# Peer-graded Assignment: Segmenting and Clustering Neighborhoods in Toronto

In [126]:
import pandas as pd
import numpy as np
import requests
from bs4 import BeautifulSoup
from geopy.geocoders import Nominatim
import matplotlib.cm as cm
import matplotlib.colors as colors
from sklearn.cluster import KMeans
import folium

Scrape the wikipedia page to obtain the data

In [127]:
#scrape the Wikipedia page with scraping package Beautiful Soup
source = requests.get('https://en.wikipedia.org/wiki/List_of_postal_codes_of_Canada:_M').text
soup = BeautifulSoup(source,'lxml')

Examine table and retrieve the required data from wikipedia page

In [154]:
table1 = soup.find('table')
col = table1.find_all('td')
n = len(col)
postcode = []
borough = []
neighborhood = []
for i in range(0, n, 3):
    postcode.append(col[i].text.strip())
    borough.append(col[i+1].text.strip())
    neighborhood.append(col[i+2].text.strip())

Create the dataframe

In [157]:
df_can_postcode = pd.DataFrame(data=[postcode, borough, neighborhood]).transpose()
df_can_postcode.columns = ['Postcode', 'Borough', 'Neighborhood']

Clean the data

In [158]:
df_can_postcode.drop(df_can_postcode[df_can_postcode['Borough'] == 'Not assigned'].index, inplace=True)
df_can_postcode.loc[df_can_postcode.Neighborhood == 'Not assigned', "Neighborhood"] = df_can_postcode.Borough

Group the data by Postalcode and Borough

In [159]:
df_grp_can = df_postalcode1.groupby(['Postalcode', 'Borough'])['Neighborhood'].apply(', '.join).reset_index()
df_grp_can.columns = ['Postalcode', 'Borough', 'Neighborhood']
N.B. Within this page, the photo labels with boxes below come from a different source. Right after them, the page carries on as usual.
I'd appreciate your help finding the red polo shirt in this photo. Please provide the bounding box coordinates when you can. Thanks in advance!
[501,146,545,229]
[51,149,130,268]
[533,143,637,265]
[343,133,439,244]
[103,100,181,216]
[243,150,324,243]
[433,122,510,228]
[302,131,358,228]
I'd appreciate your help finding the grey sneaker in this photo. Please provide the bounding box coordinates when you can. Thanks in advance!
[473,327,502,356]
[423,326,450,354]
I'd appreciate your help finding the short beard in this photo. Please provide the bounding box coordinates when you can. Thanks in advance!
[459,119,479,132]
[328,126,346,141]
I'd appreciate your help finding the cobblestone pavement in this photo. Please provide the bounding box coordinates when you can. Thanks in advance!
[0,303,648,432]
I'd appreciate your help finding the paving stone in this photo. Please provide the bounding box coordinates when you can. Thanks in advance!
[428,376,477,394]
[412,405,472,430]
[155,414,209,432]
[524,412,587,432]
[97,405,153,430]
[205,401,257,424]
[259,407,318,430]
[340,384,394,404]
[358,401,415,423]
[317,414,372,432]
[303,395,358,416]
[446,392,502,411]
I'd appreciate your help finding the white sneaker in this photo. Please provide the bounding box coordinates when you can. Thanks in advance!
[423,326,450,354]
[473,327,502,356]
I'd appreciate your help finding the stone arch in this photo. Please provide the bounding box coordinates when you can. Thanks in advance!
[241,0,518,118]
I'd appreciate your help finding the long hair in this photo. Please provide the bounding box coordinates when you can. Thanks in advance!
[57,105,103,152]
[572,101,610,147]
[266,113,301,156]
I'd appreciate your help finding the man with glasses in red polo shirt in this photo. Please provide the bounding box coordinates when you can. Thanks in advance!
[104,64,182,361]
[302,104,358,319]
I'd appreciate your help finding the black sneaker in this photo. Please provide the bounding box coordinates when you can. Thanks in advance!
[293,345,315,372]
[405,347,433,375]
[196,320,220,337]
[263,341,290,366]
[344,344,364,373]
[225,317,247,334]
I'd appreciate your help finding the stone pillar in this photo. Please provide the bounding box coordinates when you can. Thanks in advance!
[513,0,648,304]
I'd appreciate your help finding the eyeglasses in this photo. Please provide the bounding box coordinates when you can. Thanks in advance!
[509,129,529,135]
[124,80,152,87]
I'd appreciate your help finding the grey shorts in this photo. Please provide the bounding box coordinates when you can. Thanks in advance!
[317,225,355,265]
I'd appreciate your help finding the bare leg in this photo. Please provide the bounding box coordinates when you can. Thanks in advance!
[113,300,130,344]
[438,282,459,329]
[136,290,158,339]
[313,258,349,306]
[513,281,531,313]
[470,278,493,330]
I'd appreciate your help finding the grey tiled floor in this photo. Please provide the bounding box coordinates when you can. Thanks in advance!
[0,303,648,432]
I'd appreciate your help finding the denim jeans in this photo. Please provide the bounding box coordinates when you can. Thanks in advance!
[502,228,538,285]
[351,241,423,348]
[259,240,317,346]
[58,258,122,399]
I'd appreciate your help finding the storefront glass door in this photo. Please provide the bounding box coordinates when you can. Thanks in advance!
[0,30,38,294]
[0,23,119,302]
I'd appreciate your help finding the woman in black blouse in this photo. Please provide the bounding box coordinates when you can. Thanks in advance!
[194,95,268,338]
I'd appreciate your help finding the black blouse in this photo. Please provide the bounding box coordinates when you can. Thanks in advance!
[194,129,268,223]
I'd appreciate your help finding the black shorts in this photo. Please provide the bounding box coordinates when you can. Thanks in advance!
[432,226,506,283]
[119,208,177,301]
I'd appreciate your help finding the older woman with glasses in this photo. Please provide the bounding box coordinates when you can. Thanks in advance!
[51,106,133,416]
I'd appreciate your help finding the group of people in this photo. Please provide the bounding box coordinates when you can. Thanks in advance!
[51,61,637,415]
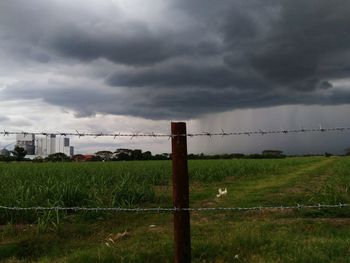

Read the Geospatial csv file from given link http://cocl.us/Geospatial_data

In [160]:
df_latlng = pd.read_csv('http://cocl.us/Geospatial_data')
df_latlng.columns = ['Postalcode', 'Latitude', 'Longitude']
df_join = pd.merge(df_grp_can, df_latlng, on=['Postalcode'], how='inner')

Cluster the Neigborhoods

In [167]:
neighborhoods = df_join[['Borough', 'Neighborhood', 'Latitude', 'Longitude']].copy()
neighborhoods.head(10)

Unnamed: 0,Borough,Neighborhood,Latitude,Longitude
0,Scarborough,"Rouge, Malvern",43.806686,-79.194353
1,Scarborough,"Highland Creek, Rouge Hill, Port Union",43.784535,-79.160497
2,Scarborough,"Guildwood, Morningside, West Hill",43.763573,-79.188711
3,Scarborough,Woburn,43.770992,-79.216917
4,Scarborough,Cedarbrae,43.773136,-79.239476
5,Scarborough,Scarborough Village,43.744734,-79.239476
6,Scarborough,"East Birchmount Park, Ionview, Kennedy Park",43.727929,-79.262029
7,Scarborough,"Clairlea, Golden Mile, Oakridge",43.711112,-79.284577
8,Scarborough,"Cliffcrest, Cliffside, Scarborough Village West",43.716316,-79.239476
9,Scarborough,"Birch Cliff, Cliffside West",43.692657,-79.264848


Use the .shape method to show the size of the resulting dataframe

In [172]:
print('There are {} boroughs and {} neighborhoods.'.format(
        len(neighborhoods['Borough'].unique()),
        neighborhoods.shape[0]
    )
)

There are 11 boroughs and 103 neighborhoods.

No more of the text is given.